Nous arrivons au Crotoy sous une pluie diluvienne, pas question de trop traîner dans les rues, nous trouvons refuge sous un abri de bus en attendant des temps meilleurs. Une petite exploration de la ville nous fait fuir encore les touristes qui affluent nombreux après la pluie. Bien que très à l’avance nous décidons de se diriger vers Noyelles sur mer notre destination finale d’où nous reprendrons le train pour Paris.

Il faut sortir les imperméables car la pluie a décidé de gâcher nos dernières heures en baie de Somme. Nous reprenons la piste cyclable pour revenir en arriére et faire une découverte encroyable…

 


 Et oui, ce fut la découverte la plus étonnante du voyage!

En arrivant à Noyelles-sur-Mer nous sommes accueillis par deux lions chinois à l’entrée de la ville. Intrigués par cet accueil peu commun et certains qu’il ne pouvait pas s’agir de l’enseigne d’un banal restaurant chinois, sillonnant la ville déserte (pour cause de pluie) à la recherche d’indices utiles, nous les trouvons dans un panneau signalétique nous indiquant « cimetière chinois ». Un bref contrôle sur le GPS pour être sur des distances et nous plongeons dans une très triste et méconnue histoire.

Il était une fois une base militaire arrière britannique que si situait dans la fraction de Nolette, qui comprenait aussi un grand camp de travailleurs immigrés chinois (the coolies). Ils furent recrutés par l’armée britannique pendant la première guerre mondiale pour intégrer le Chinese Labour Corps, afin d’aider les soldats anglais dans des tâches ordinaires de manutention.
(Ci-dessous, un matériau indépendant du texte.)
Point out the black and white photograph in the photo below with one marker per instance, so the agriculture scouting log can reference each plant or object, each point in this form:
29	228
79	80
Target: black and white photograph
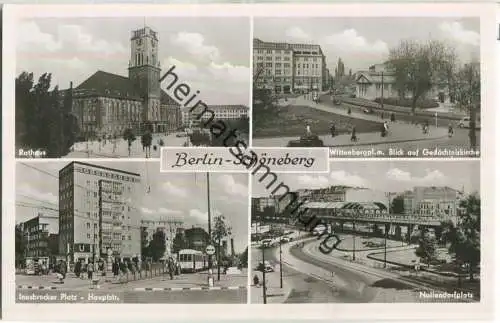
122	232
397	232
368	87
124	87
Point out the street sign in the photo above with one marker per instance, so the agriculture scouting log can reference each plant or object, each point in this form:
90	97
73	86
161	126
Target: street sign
210	250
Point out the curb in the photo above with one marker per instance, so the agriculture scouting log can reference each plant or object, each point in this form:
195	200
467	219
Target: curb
178	289
375	143
36	287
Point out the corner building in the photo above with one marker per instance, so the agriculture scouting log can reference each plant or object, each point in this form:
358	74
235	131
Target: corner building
97	217
106	104
289	68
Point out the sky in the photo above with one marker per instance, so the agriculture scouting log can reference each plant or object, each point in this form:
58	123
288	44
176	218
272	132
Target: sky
172	196
388	176
211	55
362	42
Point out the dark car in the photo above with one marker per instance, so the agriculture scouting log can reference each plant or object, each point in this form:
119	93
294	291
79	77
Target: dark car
306	141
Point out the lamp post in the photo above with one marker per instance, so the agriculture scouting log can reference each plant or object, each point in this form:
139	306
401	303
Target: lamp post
353	238
209	221
281	267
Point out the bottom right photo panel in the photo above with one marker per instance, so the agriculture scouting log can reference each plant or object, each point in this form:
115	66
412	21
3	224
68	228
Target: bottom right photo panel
368	232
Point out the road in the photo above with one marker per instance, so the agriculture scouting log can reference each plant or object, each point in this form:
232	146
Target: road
314	277
183	289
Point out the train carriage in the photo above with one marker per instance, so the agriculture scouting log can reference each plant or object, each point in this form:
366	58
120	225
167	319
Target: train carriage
192	260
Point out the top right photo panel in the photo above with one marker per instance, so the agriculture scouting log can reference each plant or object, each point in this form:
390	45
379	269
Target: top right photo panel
369	86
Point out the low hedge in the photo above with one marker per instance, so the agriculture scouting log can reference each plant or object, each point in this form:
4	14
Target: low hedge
421	103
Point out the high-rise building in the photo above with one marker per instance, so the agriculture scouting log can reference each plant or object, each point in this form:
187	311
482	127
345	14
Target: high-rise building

Mais la guerre est la guerre et de plus en plus ces hommes se retrouvèrent en pleine zone de combat, affectés à des tâches assez pénibles et dangereuses comme le ramassage des cadavres, le terrassement des tranchées et le déminage des terrains de combat.

Bien que des hommes libres, ils n’avaient pas le droit de se mêler à la population civile ni de descendre dans le village sauf si accompagnés par un peloton de soldat, ce qui instaura dans les villageois le sentiment qu’il s’agissait de prisonniers dangereux et à éviter.

Une minuscule partie d’eux restèrent en France après la Grande Guerre mais la plupart périrent à cause de la grippe espagnole et du choléra, rattrapés en assistant les soldats malades.

849 tombes furent édifiées en 1921 par le gouvernement britannique qui reconnaîtra de manière posthume ces hommes au même titre que des soldats tombés au combat. Depuis 2002 au cimetière de Nolette est célébré la fête des morts chinois (Qing Ming).

Nous aurions voulu rendre hommages à ces hommes en allumant un bâtonnet d’encens disponible dans une petite urne à l’entrée mais nous n’avons pas de briquet ni d’allumettes. Une pensée suffira à ne pas les oublier.

Nous sommes heureux de ce voyage et de toutes ces belles découvertes, mais il est déjà temps de rentrer à Paris.